QA4SM also accepts *NetCDF*  image stacks as input. This is especially handy, as most level 3 and level 4 soil moisture products are distributed in this format. 

Yet, certain requirements regarding the *NetCDF*  file structure have to be met, for QA4SM to sucesfully make use of this data. These can be found in the [user data upload guide](https://qa4sm.eu/ui/user-data-guidelines).

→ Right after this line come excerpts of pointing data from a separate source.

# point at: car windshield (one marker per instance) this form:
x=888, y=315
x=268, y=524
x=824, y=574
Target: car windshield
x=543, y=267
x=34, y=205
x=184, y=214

Below, a short example on how to read a *NetCDF* image stack, using the [xarray](https://xarray.dev/) library, is given. For *NetCDF* stacks to be compatible with QA4SM, they should be of similar format as the example given below.

In [10]:
import xarray as xr

netcdffile = os.path.join('custom_data', 'europe_cci_gapfilled_2018_v3.nc')
ds = xr.open_dataset(netcdffile)
ds

In this example, 150 values for the latitude `lat` and 238 for the longitude `lon` are contained in the *NetCDF* stack. The third dimesnion is the gapfilled soil moisture data `sm_gapfilled`, as function of `time`, `lat` and `lon`.